April 12, 2017
By Ahmad Rafat

Italian authorities have arrested ten individuals in recent days suspected of smuggling opium out of Iran. The group’s leader is a 39 year old Iranian man who had been operating as an apparel merchant. The other nine gang members are Iraqi citizens. The arrests were made in a number of central Italian towns following a two-year investigation that had been launched by Rome’s prosecutor’s office in 2014. 

The police investigation has revealed that opium was smuggled in trucks,  transported by ferry from Turkey to the Italian port of Trieste and sold to various European customers. Italian authorities believe that the opium was processed into heroin in laboratories operated by European criminal syndicates.

In an off-the-record conversation with the deputy prosecutor in charge of the case, Kayhan-London has learned more details about the individuals involved

Police seized a small amount of opium from the ring leader’s house in the city of Arezzo. The man’s name has not been released to the public. The trafficking of drugs, particularly opium and crystal methamphetamine, from Iran to Italy and other European destinations is not a recent phenomenon. Members of another group of Iranian drug smugglers were arrested in Italy two years ago. However, the latest arrests differ in many ways from all other previous drug busts.

In an unusual move, the Italian national gendarmerie (Carabinieri) that executed the warrant for the arrests, has not released the names or the photographs of the Iranian and Iraqi suspects. Video footage of the drug raids has not been made available to the media either.

In an off-the-record conversation with the deputy prosecutor in charge of the case, Kayhan-London has learned more details about the individuals involved. The Iranian ring leader’s first name is reportedly Saeed. The other nine men are members of the Popular Mobilization Forces, a state-sponsored umbrella organization composed of Iraqi Shia militias operating under the auspices of the Islamic Revolutionary Guards Corps’s Qods Force (IRGC-QF). 

Sources close to the prosecutor’s office have told Kayhan that, according to one of the Iraqis in custody who has been cooperating with the authorities, the group has links to a number of IRGC commanders. The political aspect of the case is most likely the main reason for the Roman prosecutor to remain reluctant to release the details of those arrests.

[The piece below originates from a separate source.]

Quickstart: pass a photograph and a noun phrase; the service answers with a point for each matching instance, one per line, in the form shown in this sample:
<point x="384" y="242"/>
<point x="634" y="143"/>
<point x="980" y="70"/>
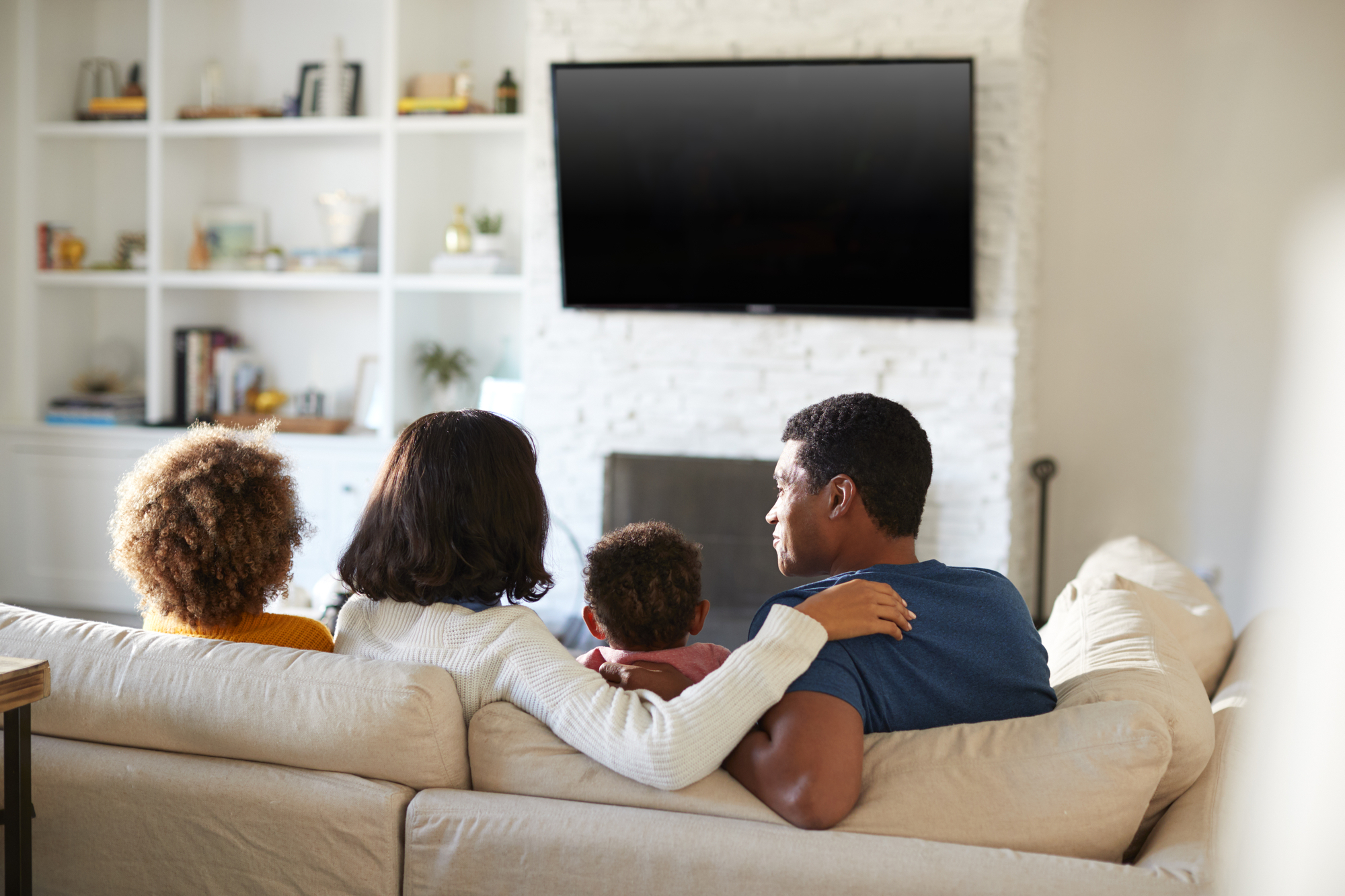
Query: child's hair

Gholamreza Baghbani former IRGC commander

Gholamreza Baghbani, a former IRGC commander and a close ally of  Qasem Soleimani, head of the Qods Force, has been implicated as the main point of contact in Iran by some of those in custody. Baghbani was among the individuals sanctioned by the U.S. in 2012. His name has also appeared in connection with Lebanese drug smugglers operating in Latin American countries, including Argentina, Brazil and Paraguay.

Authorities were first alerted to the presence of the gang in Italy after the arrest of three Lebanese drug-traffickers in Prague, Czech Republic in 2014. The three men were reportedly members of the Lebanese Hezbollah. One of those arrested was identified as Ali Fayyaz, an ally of Mohammad Noureddin, who heads an international money laundering operation based in Paris, with close links to the Lebanese Hezbollah. 

In 2015, five Czech citizens were kidnapped and held hostage in south Lebanon. To secure their freedom, Prague officials were forced to release Fayyaz and his accomplices and returned them to Lebanon. According to Iranian news sites, Fayyaz was a member of the Modafe’an-e Haram (Defenders of the Shrine), who was killed in the Syrian civil war.

The Czech police investigation has uncovered information on other drug rings that have been operating in many European countries, including Italy, Belgium, Germany and France, with close ties to the IRGC and Baghbani,

Baghbani had served as an IRGC commander in Sistan and Baluchestan province prior to declaring his candidacy in parliamentary elections in 2011. He exited the race in favour of other conservative candidates in a failed attempt to enter politics.